Chibok abductions: Nigeria girls' taken abroad'
Some of the schoolgirls abducted by suspected militant Islamists in northern Nigeria are believed to have been taken to neighbouring states, a local leader has told the BBC.
Pogo Bitrus said there had been "sightings" of gunmen crossing with the girls into Cameroon and Chad.
Some of the girls had been forced to marry the militants, he added.
Mr Bitrus said 230 girls were missing since militants attacked the school in Chibok, Borno state, two weeks ago.
The Islamist group Boko Haram has been blamed for the night-time raid on the school hostel in Chibok town. It has not yet commented on the allegation.
Mr Bitrus, a Chibok community leader, said 43 of the girls had "regained their freedom" after escaping, while 230 were still in captivity. This is a higher number than previous estimates, however he was adamant it was the correct figure.'Slavery'
The students were about to sit their final year exam and so are mostly aged between 16 and 18.
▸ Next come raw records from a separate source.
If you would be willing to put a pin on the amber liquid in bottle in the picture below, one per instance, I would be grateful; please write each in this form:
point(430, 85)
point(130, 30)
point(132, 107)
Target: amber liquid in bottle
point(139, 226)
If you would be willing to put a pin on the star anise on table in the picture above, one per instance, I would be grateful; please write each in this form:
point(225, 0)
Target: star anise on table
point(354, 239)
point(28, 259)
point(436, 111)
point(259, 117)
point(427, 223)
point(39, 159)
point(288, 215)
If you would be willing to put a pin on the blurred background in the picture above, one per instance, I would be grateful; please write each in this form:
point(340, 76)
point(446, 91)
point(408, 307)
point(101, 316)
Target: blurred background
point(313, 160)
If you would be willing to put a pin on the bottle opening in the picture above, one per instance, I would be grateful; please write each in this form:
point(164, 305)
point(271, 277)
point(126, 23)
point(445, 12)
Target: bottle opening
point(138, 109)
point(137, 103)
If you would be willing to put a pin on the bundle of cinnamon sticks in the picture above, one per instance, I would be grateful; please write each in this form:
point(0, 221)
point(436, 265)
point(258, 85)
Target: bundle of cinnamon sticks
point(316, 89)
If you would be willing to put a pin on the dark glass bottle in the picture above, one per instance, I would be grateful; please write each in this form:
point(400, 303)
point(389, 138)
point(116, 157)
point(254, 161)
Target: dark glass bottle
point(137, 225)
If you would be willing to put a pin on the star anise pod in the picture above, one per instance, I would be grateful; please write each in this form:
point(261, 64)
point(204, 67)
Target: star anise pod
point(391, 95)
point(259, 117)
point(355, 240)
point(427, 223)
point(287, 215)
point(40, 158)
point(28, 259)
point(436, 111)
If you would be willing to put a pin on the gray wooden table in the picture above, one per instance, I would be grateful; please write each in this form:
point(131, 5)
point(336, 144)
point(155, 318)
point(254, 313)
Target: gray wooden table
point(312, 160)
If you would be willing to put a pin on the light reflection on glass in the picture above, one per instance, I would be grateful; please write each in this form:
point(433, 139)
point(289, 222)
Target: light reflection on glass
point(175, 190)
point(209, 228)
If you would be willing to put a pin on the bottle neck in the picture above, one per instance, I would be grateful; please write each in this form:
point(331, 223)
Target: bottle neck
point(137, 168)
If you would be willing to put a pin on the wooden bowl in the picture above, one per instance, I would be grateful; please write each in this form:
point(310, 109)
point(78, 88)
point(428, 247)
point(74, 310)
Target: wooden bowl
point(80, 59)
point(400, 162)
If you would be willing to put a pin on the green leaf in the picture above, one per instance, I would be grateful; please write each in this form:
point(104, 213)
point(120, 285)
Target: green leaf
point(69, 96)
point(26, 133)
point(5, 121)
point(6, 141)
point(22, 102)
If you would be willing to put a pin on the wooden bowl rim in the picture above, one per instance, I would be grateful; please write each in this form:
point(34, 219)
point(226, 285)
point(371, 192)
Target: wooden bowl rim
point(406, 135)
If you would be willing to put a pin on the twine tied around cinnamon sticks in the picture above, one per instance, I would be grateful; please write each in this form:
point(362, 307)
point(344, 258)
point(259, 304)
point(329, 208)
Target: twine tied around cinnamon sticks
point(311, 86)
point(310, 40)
"Some of them have been taken across Lake Chad and some have been ferried across the border into parts of Cameroon," he told the BBC.
Mr Bitrus said there were also reports that the insurgents had married some of the girls.
"We learned that one of the 'grooms' brought his 'wife' to a neighbouring town in Cameroon and kept her there," he told the BBC.
End Quote Pogo Bitrus Chibok community leader
I'm crying now as community leader to alert the world to what's happening so that some pressure would be brought to bear on government to act”
"It's a medieval kind of slavery," he added.
Boko Haram leader Abubakar Shekau first threatened to treat captured women and girls as slaves in a video released in May 2013.
It fuelled concern at the time that the group is adhering to the ancient Islamic belief that women captured during war are slaves with whom their "masters" can have sex, correspondents say.
Mr Bitrus said everyone in the community felt as though their own daughters had been abducted.
Men were "braving it out", but women were "crying and wailing", he said.
"Whether it is my niece or whoever it doesn't matter. We are all one people," Mr Bitrus told the BBC.
"That's why I'm crying now as community leader to alert the world to what's happening so that some pressure would be brought to bear on government to act and ensure the release of these girls."
The government has said the security forces are searching for the girls, but its critics say it is not doing enough.
Boko Haram has staged a wave of attacks in northern Nigeria in recent years, with an estimated 1,500 killed in the violence and subsequent security crackdown this year alone.